10 November 2013

How my faith made me kind of hate myself

I am a strong, successful, independent woman. I work hard at my craft, make a living from my writing, have a good support system of friends and family, and I'm doing what I have to do on my own to take care of my munchkins.

I'm doing pretty damn well, and I'm happy with where I am, and the direction my life is headed. Life is good.

I've come a long way from where I was.

There were moments in my faith in which I was doing everything I was supposed to do. I was reading the Bible and going to church and praying and dressing modestly and going through all the steps I was supposed to. And I was miserable. I was told by my pastor and my Bible study books and my Christian friends that if I had a "right relationship" with God, everything would be good. I'd have a happy, healthy, fulfilled life. And I was miserable.

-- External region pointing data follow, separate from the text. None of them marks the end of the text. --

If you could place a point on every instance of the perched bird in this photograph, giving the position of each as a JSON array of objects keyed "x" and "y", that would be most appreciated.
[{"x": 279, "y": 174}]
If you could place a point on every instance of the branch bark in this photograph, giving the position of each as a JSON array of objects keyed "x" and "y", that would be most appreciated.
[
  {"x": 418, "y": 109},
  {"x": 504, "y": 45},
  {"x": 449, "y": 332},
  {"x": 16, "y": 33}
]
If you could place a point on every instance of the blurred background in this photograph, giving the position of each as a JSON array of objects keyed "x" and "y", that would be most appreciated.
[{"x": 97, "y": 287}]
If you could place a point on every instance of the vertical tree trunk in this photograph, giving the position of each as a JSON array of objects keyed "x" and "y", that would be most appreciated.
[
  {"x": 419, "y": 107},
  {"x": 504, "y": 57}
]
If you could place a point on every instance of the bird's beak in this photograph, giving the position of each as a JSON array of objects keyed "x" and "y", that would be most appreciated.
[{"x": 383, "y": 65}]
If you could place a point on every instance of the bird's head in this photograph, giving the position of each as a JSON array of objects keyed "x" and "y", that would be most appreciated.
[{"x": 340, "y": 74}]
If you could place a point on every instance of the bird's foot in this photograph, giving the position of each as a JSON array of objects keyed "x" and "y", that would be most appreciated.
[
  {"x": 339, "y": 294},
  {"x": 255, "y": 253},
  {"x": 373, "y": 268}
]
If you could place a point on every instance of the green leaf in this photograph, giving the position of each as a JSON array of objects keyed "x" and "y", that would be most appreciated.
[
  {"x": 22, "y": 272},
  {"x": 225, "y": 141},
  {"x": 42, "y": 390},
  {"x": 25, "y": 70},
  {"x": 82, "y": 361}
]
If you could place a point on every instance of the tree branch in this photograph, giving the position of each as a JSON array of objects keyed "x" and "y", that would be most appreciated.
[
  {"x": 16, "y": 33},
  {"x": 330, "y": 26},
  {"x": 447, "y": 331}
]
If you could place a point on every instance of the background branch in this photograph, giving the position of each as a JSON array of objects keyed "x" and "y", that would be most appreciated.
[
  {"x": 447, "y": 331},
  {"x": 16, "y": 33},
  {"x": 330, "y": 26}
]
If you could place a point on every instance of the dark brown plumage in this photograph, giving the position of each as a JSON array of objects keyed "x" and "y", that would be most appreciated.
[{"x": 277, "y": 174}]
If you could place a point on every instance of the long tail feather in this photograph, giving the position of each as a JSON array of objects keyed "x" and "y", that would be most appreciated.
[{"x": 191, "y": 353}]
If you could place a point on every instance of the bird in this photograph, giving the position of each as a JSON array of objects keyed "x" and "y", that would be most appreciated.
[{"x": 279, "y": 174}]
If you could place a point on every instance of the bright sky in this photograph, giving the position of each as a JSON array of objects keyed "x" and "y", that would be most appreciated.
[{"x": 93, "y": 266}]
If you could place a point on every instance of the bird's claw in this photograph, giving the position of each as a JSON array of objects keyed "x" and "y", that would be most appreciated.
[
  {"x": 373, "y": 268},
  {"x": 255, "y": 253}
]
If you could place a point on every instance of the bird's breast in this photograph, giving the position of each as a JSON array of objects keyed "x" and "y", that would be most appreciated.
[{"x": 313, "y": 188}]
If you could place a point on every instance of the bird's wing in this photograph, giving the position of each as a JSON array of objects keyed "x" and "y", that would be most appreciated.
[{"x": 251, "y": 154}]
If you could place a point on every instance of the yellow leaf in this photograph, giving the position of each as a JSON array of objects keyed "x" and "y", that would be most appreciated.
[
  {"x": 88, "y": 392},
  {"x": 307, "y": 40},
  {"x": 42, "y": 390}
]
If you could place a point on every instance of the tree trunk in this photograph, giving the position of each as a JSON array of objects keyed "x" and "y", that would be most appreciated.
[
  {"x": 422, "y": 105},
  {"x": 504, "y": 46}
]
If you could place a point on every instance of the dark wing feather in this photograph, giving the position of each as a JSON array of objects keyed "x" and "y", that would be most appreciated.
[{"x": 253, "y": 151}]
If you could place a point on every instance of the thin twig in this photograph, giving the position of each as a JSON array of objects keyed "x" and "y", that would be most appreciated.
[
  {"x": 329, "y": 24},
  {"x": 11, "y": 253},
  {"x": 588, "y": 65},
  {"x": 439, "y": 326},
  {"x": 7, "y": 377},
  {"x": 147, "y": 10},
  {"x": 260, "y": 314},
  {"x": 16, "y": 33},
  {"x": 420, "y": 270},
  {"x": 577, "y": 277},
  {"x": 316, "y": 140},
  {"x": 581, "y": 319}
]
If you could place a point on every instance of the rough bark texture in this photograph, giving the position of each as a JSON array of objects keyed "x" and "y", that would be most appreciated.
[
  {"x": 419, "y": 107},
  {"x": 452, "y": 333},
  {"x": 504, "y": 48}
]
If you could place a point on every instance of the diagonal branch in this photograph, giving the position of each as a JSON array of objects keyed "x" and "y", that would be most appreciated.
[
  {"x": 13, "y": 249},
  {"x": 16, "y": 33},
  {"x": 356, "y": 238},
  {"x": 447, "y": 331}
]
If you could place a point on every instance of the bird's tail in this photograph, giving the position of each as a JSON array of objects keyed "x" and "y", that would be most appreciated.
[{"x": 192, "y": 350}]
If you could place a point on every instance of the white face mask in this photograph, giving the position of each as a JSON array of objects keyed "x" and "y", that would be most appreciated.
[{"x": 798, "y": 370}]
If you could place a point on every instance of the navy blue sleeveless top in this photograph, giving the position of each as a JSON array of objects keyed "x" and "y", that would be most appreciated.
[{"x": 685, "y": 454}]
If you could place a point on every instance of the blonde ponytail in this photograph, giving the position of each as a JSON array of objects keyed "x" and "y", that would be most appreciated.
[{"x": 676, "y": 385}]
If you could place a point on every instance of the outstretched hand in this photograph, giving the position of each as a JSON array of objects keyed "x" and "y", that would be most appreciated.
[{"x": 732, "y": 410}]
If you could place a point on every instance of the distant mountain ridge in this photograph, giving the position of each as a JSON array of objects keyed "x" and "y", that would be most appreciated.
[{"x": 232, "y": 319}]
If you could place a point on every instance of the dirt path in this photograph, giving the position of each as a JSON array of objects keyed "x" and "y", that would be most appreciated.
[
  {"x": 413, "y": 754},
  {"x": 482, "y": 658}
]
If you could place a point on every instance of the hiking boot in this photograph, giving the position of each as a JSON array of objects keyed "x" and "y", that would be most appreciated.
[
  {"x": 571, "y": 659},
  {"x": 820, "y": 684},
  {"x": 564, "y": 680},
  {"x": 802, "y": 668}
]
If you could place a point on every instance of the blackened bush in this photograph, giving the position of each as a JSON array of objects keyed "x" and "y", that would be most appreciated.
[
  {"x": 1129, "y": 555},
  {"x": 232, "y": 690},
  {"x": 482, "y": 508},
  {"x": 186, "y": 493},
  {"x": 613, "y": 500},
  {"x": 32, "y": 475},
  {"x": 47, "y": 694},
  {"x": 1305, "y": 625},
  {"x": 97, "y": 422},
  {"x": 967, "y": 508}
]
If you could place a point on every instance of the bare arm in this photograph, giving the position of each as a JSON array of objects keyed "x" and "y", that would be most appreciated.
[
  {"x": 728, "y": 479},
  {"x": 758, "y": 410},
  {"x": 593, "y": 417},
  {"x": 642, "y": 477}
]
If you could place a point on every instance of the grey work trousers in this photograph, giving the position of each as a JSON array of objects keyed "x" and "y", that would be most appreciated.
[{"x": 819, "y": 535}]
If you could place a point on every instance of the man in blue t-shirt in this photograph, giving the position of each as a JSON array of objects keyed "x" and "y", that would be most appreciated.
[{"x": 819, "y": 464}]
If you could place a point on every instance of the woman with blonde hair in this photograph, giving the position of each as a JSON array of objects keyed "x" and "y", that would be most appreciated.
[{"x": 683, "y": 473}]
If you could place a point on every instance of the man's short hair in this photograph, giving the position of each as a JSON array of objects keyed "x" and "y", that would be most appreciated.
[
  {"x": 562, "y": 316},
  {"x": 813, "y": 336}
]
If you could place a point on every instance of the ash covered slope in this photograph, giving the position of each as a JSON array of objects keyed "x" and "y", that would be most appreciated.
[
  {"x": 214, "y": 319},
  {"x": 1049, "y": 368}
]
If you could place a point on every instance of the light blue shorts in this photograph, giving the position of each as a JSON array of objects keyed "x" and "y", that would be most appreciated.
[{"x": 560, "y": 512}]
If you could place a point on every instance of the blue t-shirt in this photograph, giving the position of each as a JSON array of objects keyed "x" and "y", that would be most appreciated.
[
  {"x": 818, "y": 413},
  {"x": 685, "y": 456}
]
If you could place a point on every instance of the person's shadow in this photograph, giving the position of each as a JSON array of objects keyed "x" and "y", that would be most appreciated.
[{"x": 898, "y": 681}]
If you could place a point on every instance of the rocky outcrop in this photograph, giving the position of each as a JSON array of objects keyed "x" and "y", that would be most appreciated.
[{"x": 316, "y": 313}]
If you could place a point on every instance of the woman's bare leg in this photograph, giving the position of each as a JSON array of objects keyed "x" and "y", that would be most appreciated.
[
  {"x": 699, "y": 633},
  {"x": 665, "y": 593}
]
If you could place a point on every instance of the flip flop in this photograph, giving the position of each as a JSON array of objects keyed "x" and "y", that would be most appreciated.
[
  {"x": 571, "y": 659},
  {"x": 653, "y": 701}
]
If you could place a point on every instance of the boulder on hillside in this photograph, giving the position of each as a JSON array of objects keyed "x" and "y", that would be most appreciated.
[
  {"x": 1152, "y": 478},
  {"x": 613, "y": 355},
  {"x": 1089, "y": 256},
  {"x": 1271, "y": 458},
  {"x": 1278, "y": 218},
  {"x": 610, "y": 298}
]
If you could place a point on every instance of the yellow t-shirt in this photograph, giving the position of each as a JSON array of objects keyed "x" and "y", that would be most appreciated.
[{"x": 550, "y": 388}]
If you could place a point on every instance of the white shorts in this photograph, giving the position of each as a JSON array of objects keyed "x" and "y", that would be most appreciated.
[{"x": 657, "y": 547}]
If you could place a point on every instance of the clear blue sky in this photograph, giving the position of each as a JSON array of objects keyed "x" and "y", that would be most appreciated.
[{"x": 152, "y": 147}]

I believe a lot of it had to do with the fact that in the brand of Christianity I followed, anything I could ever do was not good enough. I would always and forever be a sinner with a sinful nature, drawn to sin sin sin. And when I did succeed, it wasn't me that succeeded, it was the Almighty God who gave me the power, who did it for me. Because the Bible teaches that humans are incapable of doing it on their own.

You can't take credit for your successes because you didn't do it on your own.

But if you fail, if things suck, it's your fault because you didn't believe enough or the right way.

For someone who was trapped in depression and anxiety for quite a while when I was a teenager and young adult, I can tell you that taking the blame for the bad and not being able to take credit for the good can really mess with your head.

Christianity does that. It's designed to teach people they are not and will never be good enough. You can't have "salvation" without Jesus Christ. You can't have a good life without right faith.

And since you're a sinner and will always be tempted to sin and be "bad," you can never be good enough. You will never be the person you're supposed to be through Christianity.

And I felt that fully. I wanted so, so much to be a good, happy Christian. You know, the kind they show on the brochures when they try to get you to join up. And as hard as I tried, I just couldn't do it.

I was miserable.

Because not only was my life not where it was supposed to be, but my faith was teaching me that it was my own fault. And I hated myself for it.

I don't feel that way anymore. I know that I am good enough just the way I am. I know that my successes are the result of the work I do. I know that when I fail, it's okay and sometimes it's not my fault. I know that I'm not fated to be a "sinner," or inherently bad. My life is what I make of it.

I don't hate myself anymore. Funny how that worked out.